5 months ago:
- Accepting the recommendation of the Judicial Discipline and Disability Commission, which the judge did not contest, the Arkansas Supreme Court suspended a judge for 30 days without pay for his confrontation with his estranged wife and her male companion at a Walmart; the Court also ordered the judge to undergo anger management counseling with the Arkansas Judges & Lawyers Assistance Program and to write an apology letter. Judicial Discipline and Disability Commission v. Pope (Arkansas Supreme Court October 4, 2012).
- The California Commission on Judicial Performance publicly admonished a judge for violating the Political Reform Act during and after his campaign for judicial office. In the Matter Concerning Brehmer, Decision and order (California Commission on Judicial Performance October 25, 2012).

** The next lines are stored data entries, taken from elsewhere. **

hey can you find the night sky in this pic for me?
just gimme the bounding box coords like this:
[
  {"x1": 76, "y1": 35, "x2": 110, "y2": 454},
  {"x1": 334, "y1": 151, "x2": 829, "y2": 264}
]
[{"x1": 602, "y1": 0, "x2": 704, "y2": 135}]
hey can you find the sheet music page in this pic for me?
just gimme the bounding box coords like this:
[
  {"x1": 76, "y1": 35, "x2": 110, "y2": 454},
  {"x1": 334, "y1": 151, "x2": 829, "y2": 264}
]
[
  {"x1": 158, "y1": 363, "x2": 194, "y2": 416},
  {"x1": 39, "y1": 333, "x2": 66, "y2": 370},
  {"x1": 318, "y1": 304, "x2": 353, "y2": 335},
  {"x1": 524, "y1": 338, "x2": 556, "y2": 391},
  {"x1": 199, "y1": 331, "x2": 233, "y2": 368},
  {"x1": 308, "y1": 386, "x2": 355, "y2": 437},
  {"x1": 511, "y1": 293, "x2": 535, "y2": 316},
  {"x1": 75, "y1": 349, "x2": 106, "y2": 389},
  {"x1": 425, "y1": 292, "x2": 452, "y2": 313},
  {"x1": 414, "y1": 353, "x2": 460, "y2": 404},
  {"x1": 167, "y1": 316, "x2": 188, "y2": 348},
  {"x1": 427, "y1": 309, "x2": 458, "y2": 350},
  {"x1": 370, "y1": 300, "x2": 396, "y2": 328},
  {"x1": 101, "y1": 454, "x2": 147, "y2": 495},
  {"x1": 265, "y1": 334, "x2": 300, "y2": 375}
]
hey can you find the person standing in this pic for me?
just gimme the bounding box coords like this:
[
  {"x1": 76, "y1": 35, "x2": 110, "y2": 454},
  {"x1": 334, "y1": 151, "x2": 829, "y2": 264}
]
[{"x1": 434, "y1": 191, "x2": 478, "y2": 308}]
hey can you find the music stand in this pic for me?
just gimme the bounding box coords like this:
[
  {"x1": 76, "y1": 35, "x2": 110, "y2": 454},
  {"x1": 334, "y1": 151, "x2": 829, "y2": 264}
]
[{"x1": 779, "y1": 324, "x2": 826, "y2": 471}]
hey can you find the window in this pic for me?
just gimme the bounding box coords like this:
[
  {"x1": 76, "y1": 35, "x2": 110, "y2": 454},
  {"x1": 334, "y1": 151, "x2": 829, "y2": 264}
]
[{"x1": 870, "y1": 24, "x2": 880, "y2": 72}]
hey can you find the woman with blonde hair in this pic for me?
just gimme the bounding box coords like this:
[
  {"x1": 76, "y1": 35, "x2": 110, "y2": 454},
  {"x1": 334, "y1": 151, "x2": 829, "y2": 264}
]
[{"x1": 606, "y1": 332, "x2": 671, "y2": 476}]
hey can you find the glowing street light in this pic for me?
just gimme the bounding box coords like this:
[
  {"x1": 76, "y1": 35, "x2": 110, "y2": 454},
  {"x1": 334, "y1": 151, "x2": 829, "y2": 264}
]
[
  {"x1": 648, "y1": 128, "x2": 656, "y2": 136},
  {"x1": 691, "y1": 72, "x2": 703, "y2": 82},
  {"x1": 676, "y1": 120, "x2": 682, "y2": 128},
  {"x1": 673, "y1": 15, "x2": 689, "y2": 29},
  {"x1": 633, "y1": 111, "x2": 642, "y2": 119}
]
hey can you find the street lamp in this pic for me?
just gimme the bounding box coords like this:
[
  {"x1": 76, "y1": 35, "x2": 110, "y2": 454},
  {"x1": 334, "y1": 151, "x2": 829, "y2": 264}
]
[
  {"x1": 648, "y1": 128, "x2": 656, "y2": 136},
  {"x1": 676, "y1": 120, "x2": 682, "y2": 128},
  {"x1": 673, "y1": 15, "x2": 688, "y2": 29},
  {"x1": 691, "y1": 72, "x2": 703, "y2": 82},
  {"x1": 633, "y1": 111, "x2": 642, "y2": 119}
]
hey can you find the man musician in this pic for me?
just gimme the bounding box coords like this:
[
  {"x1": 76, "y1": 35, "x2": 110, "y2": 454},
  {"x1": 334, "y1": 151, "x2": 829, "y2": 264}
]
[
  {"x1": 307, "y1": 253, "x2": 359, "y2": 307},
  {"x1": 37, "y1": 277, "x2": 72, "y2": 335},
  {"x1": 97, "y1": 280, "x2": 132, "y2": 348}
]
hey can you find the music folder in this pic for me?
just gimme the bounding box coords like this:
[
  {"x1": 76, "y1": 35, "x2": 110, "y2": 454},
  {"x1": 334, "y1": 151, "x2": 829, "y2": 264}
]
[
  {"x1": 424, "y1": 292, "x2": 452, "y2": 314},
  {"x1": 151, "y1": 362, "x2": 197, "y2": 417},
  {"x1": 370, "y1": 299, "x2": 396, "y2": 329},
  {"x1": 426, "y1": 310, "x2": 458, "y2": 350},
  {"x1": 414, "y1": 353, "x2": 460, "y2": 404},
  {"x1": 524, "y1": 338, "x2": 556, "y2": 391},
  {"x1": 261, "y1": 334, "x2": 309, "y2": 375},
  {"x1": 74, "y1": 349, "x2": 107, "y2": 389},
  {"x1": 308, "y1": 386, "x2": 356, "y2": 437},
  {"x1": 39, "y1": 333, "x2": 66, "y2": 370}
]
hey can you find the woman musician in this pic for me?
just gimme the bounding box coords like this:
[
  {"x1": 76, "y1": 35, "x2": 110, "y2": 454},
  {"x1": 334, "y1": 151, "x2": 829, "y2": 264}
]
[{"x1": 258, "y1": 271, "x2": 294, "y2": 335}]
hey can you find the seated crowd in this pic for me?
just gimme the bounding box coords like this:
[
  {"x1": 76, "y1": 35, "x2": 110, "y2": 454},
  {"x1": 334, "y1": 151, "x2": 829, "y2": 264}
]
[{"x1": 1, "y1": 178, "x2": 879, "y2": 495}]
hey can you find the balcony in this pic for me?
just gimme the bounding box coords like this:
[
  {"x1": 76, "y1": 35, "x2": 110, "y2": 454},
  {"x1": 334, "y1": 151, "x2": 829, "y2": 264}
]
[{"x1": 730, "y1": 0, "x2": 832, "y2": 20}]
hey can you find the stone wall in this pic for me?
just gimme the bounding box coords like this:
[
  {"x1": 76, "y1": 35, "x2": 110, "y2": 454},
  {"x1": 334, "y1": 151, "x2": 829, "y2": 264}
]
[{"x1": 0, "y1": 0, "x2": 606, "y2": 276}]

- Pursuant to the judge’s agreement, the Georgia Judicial Qualifications Commission made public the fact but not the content of a private reprimand; the report states that the matter originated with news reports of the judge’s arrest for driving under the influence of alcohol and speeding. In re Wommack, Report of disposition (Georgia Judicial Qualifications Commission October 3, 2012).
- Accepting the recommendation of the Judicial Tenure Commission, to which the judge consented, the Michigan Supreme Court censured a judge for bringing “shame and obloquy” to the judiciary by his flippant manner in an interview with a reporter about a digital image of himself he had sent to others. In re McCree, 821 N.W.2d 674 (Michigan 2012).
- Based on an agreed statement of fact and joint recommendation, the New York State Commission on Judicial Conduct censured a judge for disguising the source of funds received by her campaign to circumvent contribution limits imposed by law. In the Matter of Anderson, Determination (New York State Commission on Judicial Conduct October 1, 2012).
- Accepting findings of fact, conclusions of law, and the sanction recommendation of the Board of Commissioners on Grievances and Discipline, the Ohio Supreme Court suspended a judge’s law license for 6 months for (1) using vulgar and intemperate language to litigants in his courtroom and (2) injecting himself into an administrative investigation by the police department and allowing his history of conflicts with the department to cloud his judgment; the Court stayed the sanction on the condition that the judge commit no misconduct during the suspension. Disciplinary Counsel v. Elum, 979 N.E.2d 289 (Ohio 2012).